Soldiers who built Fort Snelling (1820-23) lived at Coldwater and a civilian community developed around Camp Coldwater to service the fort. Those families founded St. Paul and Minneapolis—indeed the state of Minnesota.

And Dred Scott walked at Coldwater. Scott was born a slave to the hard luck Blow family of Virginia. He ran away, was caught and beaten by a gang of young thugs who returned the slave to his master for the reward money. He and his wife lost their 11-year battle for freedom in “the most unpopular Supreme Court decision in the 70-year history of the court.” Into the rising fire of Abolitionist sentiment in Scott v. Sandford (1846-57), the high court declared Dred Scott to be ineligible to file a suit in federal court for his freedom because he was not a person.

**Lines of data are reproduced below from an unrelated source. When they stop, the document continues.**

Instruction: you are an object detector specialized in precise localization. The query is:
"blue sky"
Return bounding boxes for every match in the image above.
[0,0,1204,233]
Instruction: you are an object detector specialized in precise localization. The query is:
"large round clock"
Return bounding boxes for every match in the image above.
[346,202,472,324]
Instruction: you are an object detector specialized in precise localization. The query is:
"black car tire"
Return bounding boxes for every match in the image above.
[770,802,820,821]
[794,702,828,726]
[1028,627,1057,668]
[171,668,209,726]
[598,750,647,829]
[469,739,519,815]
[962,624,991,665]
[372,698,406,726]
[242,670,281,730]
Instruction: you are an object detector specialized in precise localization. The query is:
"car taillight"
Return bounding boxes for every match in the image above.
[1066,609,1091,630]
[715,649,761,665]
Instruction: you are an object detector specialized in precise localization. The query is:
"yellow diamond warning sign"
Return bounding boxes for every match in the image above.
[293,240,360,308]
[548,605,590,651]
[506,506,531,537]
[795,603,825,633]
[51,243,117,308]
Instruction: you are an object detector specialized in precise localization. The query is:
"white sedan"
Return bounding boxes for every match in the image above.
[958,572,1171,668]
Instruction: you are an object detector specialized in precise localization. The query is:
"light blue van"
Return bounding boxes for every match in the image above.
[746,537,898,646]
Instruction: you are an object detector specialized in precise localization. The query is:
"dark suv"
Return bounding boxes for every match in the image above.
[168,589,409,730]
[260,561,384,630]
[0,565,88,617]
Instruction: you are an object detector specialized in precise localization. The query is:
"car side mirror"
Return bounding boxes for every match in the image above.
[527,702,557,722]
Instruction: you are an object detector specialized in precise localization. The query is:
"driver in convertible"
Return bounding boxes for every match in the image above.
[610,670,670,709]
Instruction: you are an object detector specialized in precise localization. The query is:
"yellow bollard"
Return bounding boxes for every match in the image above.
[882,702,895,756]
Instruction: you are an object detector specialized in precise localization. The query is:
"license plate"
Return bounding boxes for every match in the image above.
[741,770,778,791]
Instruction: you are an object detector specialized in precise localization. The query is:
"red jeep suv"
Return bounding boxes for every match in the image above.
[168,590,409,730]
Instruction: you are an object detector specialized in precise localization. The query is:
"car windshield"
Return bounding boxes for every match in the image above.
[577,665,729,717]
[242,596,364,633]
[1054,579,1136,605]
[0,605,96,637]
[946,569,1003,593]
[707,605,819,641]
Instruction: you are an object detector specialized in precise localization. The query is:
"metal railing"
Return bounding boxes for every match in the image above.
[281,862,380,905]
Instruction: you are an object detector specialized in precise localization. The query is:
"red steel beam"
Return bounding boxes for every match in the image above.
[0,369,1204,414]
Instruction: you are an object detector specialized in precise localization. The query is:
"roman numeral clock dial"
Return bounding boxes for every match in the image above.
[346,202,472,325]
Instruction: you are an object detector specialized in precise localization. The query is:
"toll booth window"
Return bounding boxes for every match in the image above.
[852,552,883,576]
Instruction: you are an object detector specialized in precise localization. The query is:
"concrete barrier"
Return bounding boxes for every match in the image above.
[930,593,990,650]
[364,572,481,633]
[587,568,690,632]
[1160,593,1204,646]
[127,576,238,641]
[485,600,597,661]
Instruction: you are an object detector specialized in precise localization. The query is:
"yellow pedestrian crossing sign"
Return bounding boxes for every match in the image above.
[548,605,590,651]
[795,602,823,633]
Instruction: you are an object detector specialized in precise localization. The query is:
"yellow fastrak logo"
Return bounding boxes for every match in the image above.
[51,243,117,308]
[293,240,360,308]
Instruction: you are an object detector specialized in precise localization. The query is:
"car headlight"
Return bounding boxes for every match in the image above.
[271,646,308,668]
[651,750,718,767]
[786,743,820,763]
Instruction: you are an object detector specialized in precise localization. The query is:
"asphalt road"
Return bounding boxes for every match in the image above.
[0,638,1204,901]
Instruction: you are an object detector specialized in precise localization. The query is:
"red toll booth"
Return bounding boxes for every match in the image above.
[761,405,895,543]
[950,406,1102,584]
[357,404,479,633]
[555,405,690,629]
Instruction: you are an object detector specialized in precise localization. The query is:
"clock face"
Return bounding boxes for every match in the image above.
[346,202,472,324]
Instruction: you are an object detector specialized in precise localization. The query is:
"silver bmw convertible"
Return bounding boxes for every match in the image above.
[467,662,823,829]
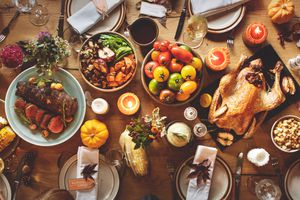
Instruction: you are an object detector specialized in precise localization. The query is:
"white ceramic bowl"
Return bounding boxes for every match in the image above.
[271,115,300,153]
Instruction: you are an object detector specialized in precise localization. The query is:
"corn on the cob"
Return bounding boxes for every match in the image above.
[0,126,16,152]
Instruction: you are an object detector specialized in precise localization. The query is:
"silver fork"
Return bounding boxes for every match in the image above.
[167,160,177,200]
[271,157,284,191]
[0,10,20,42]
[226,29,234,49]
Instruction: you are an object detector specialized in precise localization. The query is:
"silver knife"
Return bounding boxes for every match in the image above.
[57,0,65,38]
[235,152,244,200]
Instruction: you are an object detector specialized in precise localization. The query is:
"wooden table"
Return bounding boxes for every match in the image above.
[0,0,300,200]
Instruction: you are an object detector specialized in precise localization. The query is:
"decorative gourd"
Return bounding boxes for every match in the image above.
[205,47,230,71]
[80,119,109,149]
[268,0,295,24]
[243,23,268,47]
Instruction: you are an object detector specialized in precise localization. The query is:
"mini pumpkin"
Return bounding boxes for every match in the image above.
[80,119,109,149]
[268,0,295,24]
[205,47,230,71]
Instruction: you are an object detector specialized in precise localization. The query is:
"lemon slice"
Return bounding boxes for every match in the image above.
[200,93,212,108]
[0,158,4,174]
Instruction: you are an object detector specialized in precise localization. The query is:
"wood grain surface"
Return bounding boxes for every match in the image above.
[0,0,300,200]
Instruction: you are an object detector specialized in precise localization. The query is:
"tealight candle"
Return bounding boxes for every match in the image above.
[243,23,268,47]
[118,92,141,115]
[91,98,109,115]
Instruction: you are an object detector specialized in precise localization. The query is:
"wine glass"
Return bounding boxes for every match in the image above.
[247,177,282,200]
[183,15,208,49]
[30,1,49,26]
[13,0,36,13]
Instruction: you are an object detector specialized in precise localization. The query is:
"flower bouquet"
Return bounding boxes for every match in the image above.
[24,32,71,76]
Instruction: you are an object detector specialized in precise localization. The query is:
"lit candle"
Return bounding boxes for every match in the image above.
[243,23,268,47]
[118,92,141,115]
[91,98,109,115]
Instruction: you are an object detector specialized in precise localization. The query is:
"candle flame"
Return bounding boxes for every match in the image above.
[254,26,262,35]
[127,101,133,108]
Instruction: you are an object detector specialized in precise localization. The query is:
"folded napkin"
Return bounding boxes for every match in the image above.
[186,145,218,200]
[67,0,124,34]
[140,1,167,18]
[191,0,250,17]
[76,147,99,200]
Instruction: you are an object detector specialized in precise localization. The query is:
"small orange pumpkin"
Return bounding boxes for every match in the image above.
[205,47,230,71]
[80,119,109,149]
[268,0,295,24]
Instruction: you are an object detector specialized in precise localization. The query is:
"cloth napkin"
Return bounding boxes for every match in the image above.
[67,0,124,34]
[186,145,218,200]
[76,146,99,200]
[191,0,250,17]
[140,1,167,18]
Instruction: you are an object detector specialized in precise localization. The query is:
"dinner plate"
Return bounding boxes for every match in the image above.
[284,159,300,200]
[67,0,125,35]
[188,0,246,34]
[5,67,86,146]
[0,174,11,200]
[58,155,120,200]
[175,156,232,200]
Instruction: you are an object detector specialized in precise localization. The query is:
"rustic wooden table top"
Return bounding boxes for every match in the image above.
[0,0,300,200]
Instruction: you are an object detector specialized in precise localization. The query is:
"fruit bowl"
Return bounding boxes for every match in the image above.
[141,41,204,106]
[78,31,137,92]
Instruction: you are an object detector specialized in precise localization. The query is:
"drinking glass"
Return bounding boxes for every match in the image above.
[183,15,208,49]
[13,0,36,13]
[30,1,49,26]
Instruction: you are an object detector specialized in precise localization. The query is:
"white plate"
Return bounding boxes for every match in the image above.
[175,156,232,200]
[284,159,300,200]
[0,174,11,200]
[188,0,246,33]
[58,155,120,200]
[67,0,125,35]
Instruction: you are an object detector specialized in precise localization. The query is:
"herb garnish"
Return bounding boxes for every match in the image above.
[81,164,98,180]
[187,159,211,187]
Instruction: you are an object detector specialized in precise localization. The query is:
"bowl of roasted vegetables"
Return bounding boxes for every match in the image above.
[141,40,204,106]
[79,32,137,92]
[5,67,86,146]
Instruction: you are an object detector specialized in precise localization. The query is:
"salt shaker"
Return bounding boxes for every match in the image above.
[183,107,198,121]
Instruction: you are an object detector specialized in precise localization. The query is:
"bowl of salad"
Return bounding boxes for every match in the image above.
[78,32,137,92]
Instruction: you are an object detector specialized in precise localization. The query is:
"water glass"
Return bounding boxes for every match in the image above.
[183,15,208,49]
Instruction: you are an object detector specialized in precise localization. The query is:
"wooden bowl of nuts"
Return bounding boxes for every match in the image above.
[78,32,137,92]
[271,115,300,153]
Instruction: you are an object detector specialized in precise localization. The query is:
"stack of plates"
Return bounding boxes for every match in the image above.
[67,0,125,35]
[187,0,246,34]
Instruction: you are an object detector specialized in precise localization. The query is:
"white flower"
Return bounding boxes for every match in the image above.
[247,148,270,167]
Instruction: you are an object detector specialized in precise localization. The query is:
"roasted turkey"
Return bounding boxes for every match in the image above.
[208,56,285,138]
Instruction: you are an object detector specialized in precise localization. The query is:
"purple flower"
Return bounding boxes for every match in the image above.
[38,31,51,42]
[0,44,24,68]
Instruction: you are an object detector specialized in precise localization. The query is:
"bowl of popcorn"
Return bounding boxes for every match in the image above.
[271,115,300,153]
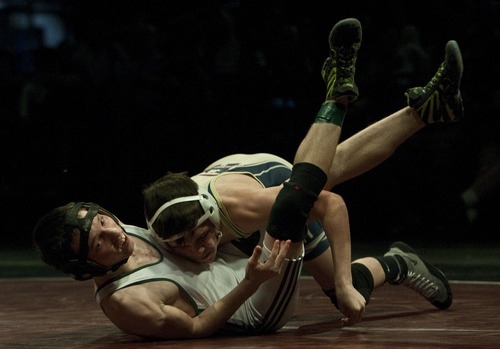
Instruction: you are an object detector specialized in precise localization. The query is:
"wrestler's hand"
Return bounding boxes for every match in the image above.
[335,285,366,326]
[245,240,291,285]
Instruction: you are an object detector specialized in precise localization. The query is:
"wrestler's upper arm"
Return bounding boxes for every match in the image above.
[103,282,197,339]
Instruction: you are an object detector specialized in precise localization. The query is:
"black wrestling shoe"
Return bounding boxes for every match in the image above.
[321,18,362,102]
[384,241,453,309]
[405,40,464,124]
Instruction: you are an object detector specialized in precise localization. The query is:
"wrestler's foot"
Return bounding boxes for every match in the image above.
[321,18,361,102]
[384,241,453,309]
[405,40,464,124]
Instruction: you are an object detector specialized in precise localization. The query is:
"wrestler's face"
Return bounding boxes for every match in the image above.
[166,219,220,264]
[71,209,134,267]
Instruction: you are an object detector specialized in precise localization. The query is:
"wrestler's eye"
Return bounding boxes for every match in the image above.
[175,238,186,247]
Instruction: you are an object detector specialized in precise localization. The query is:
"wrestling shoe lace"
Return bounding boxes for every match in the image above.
[321,18,362,101]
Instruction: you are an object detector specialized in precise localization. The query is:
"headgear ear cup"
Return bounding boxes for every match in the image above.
[59,202,128,281]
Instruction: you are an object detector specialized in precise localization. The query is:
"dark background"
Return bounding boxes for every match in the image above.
[0,0,500,248]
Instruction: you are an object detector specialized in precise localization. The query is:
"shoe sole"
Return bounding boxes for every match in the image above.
[445,40,464,86]
[389,241,453,310]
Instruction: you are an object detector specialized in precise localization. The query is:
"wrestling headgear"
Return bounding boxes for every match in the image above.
[147,188,220,242]
[60,202,128,281]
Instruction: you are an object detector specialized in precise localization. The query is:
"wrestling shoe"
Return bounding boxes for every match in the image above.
[321,18,361,102]
[384,241,453,309]
[405,40,464,124]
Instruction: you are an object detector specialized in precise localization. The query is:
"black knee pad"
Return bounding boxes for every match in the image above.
[267,163,327,242]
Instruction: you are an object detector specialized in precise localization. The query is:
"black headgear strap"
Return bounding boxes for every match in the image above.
[61,202,128,280]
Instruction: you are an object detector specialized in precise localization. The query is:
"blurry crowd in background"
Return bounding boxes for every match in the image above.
[0,0,500,248]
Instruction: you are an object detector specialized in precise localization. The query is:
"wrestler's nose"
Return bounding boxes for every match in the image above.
[196,245,206,256]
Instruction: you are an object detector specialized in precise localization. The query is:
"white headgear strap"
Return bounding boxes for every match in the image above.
[148,188,220,242]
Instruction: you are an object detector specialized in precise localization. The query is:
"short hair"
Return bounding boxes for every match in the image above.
[33,202,77,269]
[142,172,203,239]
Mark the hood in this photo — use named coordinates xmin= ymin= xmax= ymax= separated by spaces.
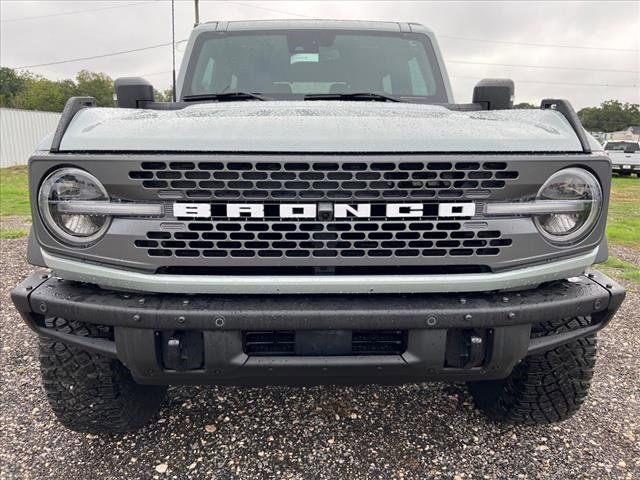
xmin=60 ymin=101 xmax=582 ymax=153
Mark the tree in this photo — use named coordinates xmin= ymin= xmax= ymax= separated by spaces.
xmin=578 ymin=100 xmax=640 ymax=132
xmin=0 ymin=67 xmax=25 ymax=108
xmin=75 ymin=70 xmax=113 ymax=107
xmin=13 ymin=74 xmax=76 ymax=112
xmin=513 ymin=102 xmax=539 ymax=110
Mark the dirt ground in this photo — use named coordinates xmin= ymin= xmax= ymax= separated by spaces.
xmin=0 ymin=239 xmax=640 ymax=480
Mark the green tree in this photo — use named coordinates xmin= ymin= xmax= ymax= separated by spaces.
xmin=0 ymin=67 xmax=25 ymax=108
xmin=513 ymin=102 xmax=539 ymax=110
xmin=75 ymin=70 xmax=113 ymax=107
xmin=153 ymin=88 xmax=173 ymax=102
xmin=13 ymin=74 xmax=76 ymax=112
xmin=578 ymin=100 xmax=640 ymax=132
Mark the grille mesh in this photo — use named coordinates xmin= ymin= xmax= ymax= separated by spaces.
xmin=134 ymin=220 xmax=512 ymax=258
xmin=129 ymin=160 xmax=519 ymax=201
xmin=243 ymin=330 xmax=407 ymax=356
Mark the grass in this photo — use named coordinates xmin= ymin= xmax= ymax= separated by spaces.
xmin=0 ymin=166 xmax=31 ymax=240
xmin=0 ymin=227 xmax=29 ymax=240
xmin=0 ymin=167 xmax=640 ymax=284
xmin=607 ymin=177 xmax=640 ymax=250
xmin=598 ymin=257 xmax=640 ymax=285
xmin=0 ymin=166 xmax=31 ymax=217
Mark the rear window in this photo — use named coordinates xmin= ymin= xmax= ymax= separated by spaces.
xmin=604 ymin=142 xmax=640 ymax=152
xmin=182 ymin=30 xmax=447 ymax=103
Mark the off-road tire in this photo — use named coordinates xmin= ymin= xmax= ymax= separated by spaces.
xmin=40 ymin=318 xmax=166 ymax=433
xmin=467 ymin=317 xmax=596 ymax=425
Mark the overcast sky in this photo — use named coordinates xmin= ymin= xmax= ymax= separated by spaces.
xmin=0 ymin=0 xmax=640 ymax=108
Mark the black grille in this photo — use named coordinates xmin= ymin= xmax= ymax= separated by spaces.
xmin=243 ymin=330 xmax=407 ymax=356
xmin=351 ymin=330 xmax=407 ymax=355
xmin=129 ymin=161 xmax=519 ymax=201
xmin=243 ymin=330 xmax=296 ymax=356
xmin=134 ymin=220 xmax=512 ymax=259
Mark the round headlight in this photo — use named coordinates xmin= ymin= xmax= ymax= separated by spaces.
xmin=38 ymin=168 xmax=110 ymax=245
xmin=534 ymin=168 xmax=602 ymax=244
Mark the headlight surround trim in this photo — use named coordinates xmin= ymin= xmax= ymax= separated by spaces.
xmin=38 ymin=167 xmax=111 ymax=247
xmin=533 ymin=167 xmax=603 ymax=247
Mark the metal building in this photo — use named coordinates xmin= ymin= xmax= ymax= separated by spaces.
xmin=0 ymin=108 xmax=60 ymax=168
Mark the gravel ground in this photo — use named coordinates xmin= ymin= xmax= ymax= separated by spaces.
xmin=0 ymin=239 xmax=640 ymax=480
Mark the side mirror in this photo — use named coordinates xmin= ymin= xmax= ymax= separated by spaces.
xmin=114 ymin=77 xmax=154 ymax=108
xmin=473 ymin=78 xmax=515 ymax=110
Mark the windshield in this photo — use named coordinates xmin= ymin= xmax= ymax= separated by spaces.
xmin=604 ymin=142 xmax=640 ymax=152
xmin=182 ymin=30 xmax=447 ymax=103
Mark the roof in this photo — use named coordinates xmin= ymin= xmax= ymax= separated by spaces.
xmin=196 ymin=19 xmax=431 ymax=33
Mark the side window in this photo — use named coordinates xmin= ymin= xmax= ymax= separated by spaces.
xmin=409 ymin=57 xmax=427 ymax=95
xmin=200 ymin=58 xmax=216 ymax=90
xmin=382 ymin=75 xmax=393 ymax=94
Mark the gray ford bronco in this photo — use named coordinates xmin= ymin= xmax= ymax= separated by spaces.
xmin=12 ymin=20 xmax=624 ymax=432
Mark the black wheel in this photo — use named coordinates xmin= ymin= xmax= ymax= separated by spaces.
xmin=468 ymin=317 xmax=596 ymax=425
xmin=40 ymin=318 xmax=166 ymax=433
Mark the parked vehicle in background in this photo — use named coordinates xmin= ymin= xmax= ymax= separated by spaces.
xmin=12 ymin=20 xmax=624 ymax=432
xmin=604 ymin=140 xmax=640 ymax=178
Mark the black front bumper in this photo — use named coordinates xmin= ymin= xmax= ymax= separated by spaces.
xmin=12 ymin=272 xmax=625 ymax=384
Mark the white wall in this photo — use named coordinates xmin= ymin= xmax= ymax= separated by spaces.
xmin=0 ymin=108 xmax=60 ymax=168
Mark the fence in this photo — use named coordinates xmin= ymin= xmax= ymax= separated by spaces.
xmin=0 ymin=108 xmax=60 ymax=168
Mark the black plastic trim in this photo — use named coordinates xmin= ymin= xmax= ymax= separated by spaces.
xmin=50 ymin=97 xmax=97 ymax=152
xmin=540 ymin=98 xmax=591 ymax=153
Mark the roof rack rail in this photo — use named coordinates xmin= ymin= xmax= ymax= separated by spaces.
xmin=540 ymin=98 xmax=591 ymax=153
xmin=50 ymin=97 xmax=97 ymax=152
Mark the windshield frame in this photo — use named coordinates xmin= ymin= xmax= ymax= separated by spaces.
xmin=178 ymin=28 xmax=449 ymax=105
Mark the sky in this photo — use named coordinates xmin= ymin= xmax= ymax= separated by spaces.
xmin=0 ymin=0 xmax=640 ymax=109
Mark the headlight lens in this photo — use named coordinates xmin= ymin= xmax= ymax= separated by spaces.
xmin=38 ymin=168 xmax=110 ymax=245
xmin=534 ymin=168 xmax=602 ymax=244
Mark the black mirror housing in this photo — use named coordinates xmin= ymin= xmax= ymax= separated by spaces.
xmin=114 ymin=77 xmax=154 ymax=108
xmin=473 ymin=78 xmax=515 ymax=110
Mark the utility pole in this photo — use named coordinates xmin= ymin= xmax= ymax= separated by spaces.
xmin=171 ymin=0 xmax=176 ymax=102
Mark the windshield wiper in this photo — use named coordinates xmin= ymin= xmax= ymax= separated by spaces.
xmin=182 ymin=92 xmax=273 ymax=102
xmin=304 ymin=92 xmax=402 ymax=102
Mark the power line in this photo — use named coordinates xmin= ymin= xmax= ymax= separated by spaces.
xmin=438 ymin=35 xmax=640 ymax=53
xmin=446 ymin=60 xmax=640 ymax=73
xmin=227 ymin=0 xmax=640 ymax=53
xmin=14 ymin=40 xmax=176 ymax=70
xmin=1 ymin=2 xmax=155 ymax=23
xmin=225 ymin=0 xmax=316 ymax=19
xmin=449 ymin=75 xmax=640 ymax=88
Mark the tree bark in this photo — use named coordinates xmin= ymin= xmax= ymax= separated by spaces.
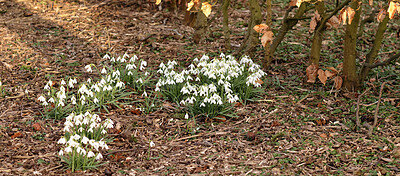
xmin=310 ymin=1 xmax=326 ymax=65
xmin=193 ymin=1 xmax=208 ymax=44
xmin=359 ymin=15 xmax=389 ymax=84
xmin=222 ymin=0 xmax=231 ymax=51
xmin=245 ymin=0 xmax=262 ymax=56
xmin=263 ymin=2 xmax=309 ymax=69
xmin=343 ymin=0 xmax=362 ymax=91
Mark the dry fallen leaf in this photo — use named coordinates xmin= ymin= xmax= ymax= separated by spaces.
xmin=261 ymin=31 xmax=274 ymax=47
xmin=333 ymin=76 xmax=343 ymax=90
xmin=309 ymin=10 xmax=321 ymax=33
xmin=201 ymin=2 xmax=212 ymax=17
xmin=319 ymin=133 xmax=328 ymax=138
xmin=32 ymin=123 xmax=42 ymax=131
xmin=214 ymin=115 xmax=226 ymax=122
xmin=318 ymin=69 xmax=328 ymax=85
xmin=11 ymin=131 xmax=22 ymax=139
xmin=306 ymin=64 xmax=318 ymax=83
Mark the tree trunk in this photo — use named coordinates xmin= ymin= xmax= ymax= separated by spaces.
xmin=245 ymin=0 xmax=262 ymax=56
xmin=222 ymin=0 xmax=231 ymax=51
xmin=343 ymin=0 xmax=362 ymax=91
xmin=310 ymin=1 xmax=326 ymax=65
xmin=263 ymin=0 xmax=272 ymax=69
xmin=359 ymin=15 xmax=389 ymax=84
xmin=193 ymin=1 xmax=208 ymax=44
xmin=263 ymin=2 xmax=308 ymax=69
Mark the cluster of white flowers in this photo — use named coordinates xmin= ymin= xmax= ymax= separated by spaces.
xmin=57 ymin=112 xmax=113 ymax=160
xmin=38 ymin=78 xmax=77 ymax=107
xmin=101 ymin=53 xmax=150 ymax=92
xmin=156 ymin=54 xmax=265 ymax=110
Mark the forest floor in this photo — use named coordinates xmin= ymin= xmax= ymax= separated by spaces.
xmin=0 ymin=0 xmax=400 ymax=175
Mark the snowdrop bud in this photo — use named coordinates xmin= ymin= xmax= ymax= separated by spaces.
xmin=85 ymin=65 xmax=93 ymax=73
xmin=101 ymin=68 xmax=107 ymax=74
xmin=88 ymin=151 xmax=95 ymax=158
xmin=150 ymin=141 xmax=156 ymax=147
xmin=96 ymin=153 xmax=103 ymax=160
xmin=38 ymin=95 xmax=46 ymax=102
xmin=57 ymin=137 xmax=67 ymax=144
xmin=58 ymin=150 xmax=64 ymax=156
xmin=103 ymin=54 xmax=110 ymax=59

“The Camp Coldwater settlement is in many ways a dream archaeological site,” says historical anthropologist Bruce M. White, Ph.D. “The birthplace of Minnesota [is] a rich, culturally diverse area in which Indian people, whites, fur traders, missionaries, soldiers, and settlers came together to create the basis for the state as it is today.”

Every body of government claims it wants to save Coldwater. Every local politician this election year claims he or she has saved the springs. But recently the flow at Coldwater has been yo-yoing between 55 and 115 gallons per minute. Inserting a 4-lane highway into the water table, airport expansions, dewatering along the new 55, the old 55, the temporary road, the frontage road, the park road, the bike path, the walking path, the parking lots, the accumulation of impervious surface, the removal of trees—all of these so-called improvements negatively impact Camp Coldwater Springs.

The springs have been flowing at least 10,000 years. The new highway is designed to be rebuilt and expanded in 20 years. Those are the facts. In the midst of our state’s major population concentration a quiet, sacred, beautiful, historic landscape still exists.